C.H. : Eh bien, l’élection pourrait se dérouler dans les deux sens. Je veux dire qu’à ce stade, c’est du 50/50 entre Biden et Trump. Si c’est Trump, je pense que vous verrez une chute énorme juste à cause de ce que Trump a dit – Trump a dit qu’il ne voulait pas envoyer d’argent là-bas. Je pense qu’il va réduire le financement de manière significative. Si c’est Biden, il continuera à soutenir du mieux qu’il peut, mais il rencontre beaucoup de résistance et beaucoup d’Américains en ont assez de lui. Et je ne parle même pas d’un point de vue politique. Je parle simplement d’un point de vue réaliste. Et beaucoup d’autres personnes ne se rendent pas compte que la majeure partie de l’argent que les États-Unis donnent à l’Ukraine, ils ne le donnent pas à l’Ukraine. Au cours de la première année du conflit, les États-Unis disposaient d’un grand nombre de munitions qui arrivaient à expiration et qui devaient être éliminées au cours de l’année ou des deux années suivantes. Ils les ont donc données à l’Ukraine, puis se sont acheté de nouvelles munitions en disant qu’ils aidaient l’Ukraine. Tout ce qu’ils ont fait, c’est se débarrasser de ce dont ils n’avaient pas besoin et s’acheter de nouvelles armes. Et même lorsqu’ils achètent de nouvelles armes à l’Ukraine, ce n’est pas parce qu’ils s’en soucient, c’est parce qu’ils vont payer des entreprises américaines comme Boeing, Lockheed et d’autres pour qu’elles produisent plus de munitions.

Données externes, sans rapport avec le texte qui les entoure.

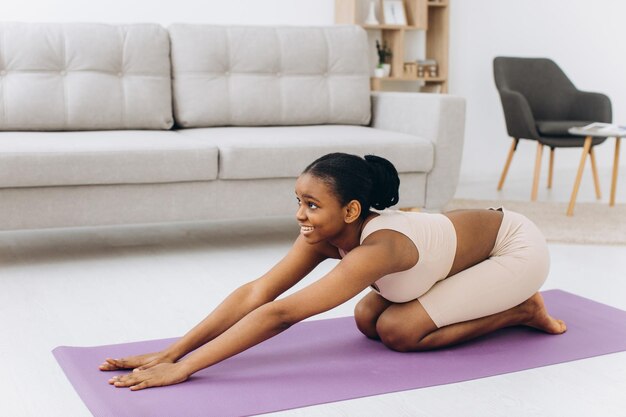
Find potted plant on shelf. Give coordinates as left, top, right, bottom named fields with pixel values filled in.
left=374, top=39, right=392, bottom=77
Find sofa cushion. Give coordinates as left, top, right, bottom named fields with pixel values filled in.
left=174, top=125, right=434, bottom=179
left=169, top=24, right=370, bottom=128
left=0, top=130, right=218, bottom=187
left=0, top=23, right=173, bottom=130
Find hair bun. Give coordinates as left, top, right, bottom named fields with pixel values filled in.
left=365, top=155, right=400, bottom=210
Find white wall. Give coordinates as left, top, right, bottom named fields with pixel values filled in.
left=0, top=0, right=626, bottom=183
left=0, top=0, right=335, bottom=25
left=450, top=0, right=626, bottom=184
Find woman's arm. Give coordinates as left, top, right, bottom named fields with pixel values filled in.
left=100, top=237, right=336, bottom=371
left=110, top=231, right=407, bottom=390
left=161, top=234, right=328, bottom=361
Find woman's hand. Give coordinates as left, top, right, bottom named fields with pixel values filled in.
left=99, top=352, right=175, bottom=371
left=109, top=363, right=191, bottom=391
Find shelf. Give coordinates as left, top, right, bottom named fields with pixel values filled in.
left=335, top=0, right=450, bottom=93
left=361, top=25, right=424, bottom=30
left=371, top=77, right=446, bottom=83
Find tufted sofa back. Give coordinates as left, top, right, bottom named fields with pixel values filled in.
left=0, top=23, right=173, bottom=130
left=168, top=24, right=370, bottom=127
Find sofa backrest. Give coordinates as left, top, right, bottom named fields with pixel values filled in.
left=168, top=24, right=370, bottom=127
left=0, top=23, right=173, bottom=130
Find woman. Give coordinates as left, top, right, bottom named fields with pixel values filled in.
left=100, top=153, right=566, bottom=390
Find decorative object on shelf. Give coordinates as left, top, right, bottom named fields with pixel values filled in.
left=417, top=60, right=426, bottom=78
left=382, top=0, right=407, bottom=26
left=374, top=39, right=392, bottom=77
left=364, top=0, right=380, bottom=26
left=422, top=59, right=439, bottom=78
left=334, top=0, right=452, bottom=93
left=404, top=62, right=417, bottom=78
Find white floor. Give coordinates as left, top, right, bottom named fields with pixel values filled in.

M.T. : Merci beaucoup pour cette conversation intéressante et pour votre expertise. Nous l’apprécions beaucoup. Merci d’avoir été honnête et d’avoir partagé votre histoire avec nous. J’espère que davantage de personnes apprendront ce qui vous est arrivé et tireront les bonnes conclusions sur la vérité et ce qui se passe dans ce monde.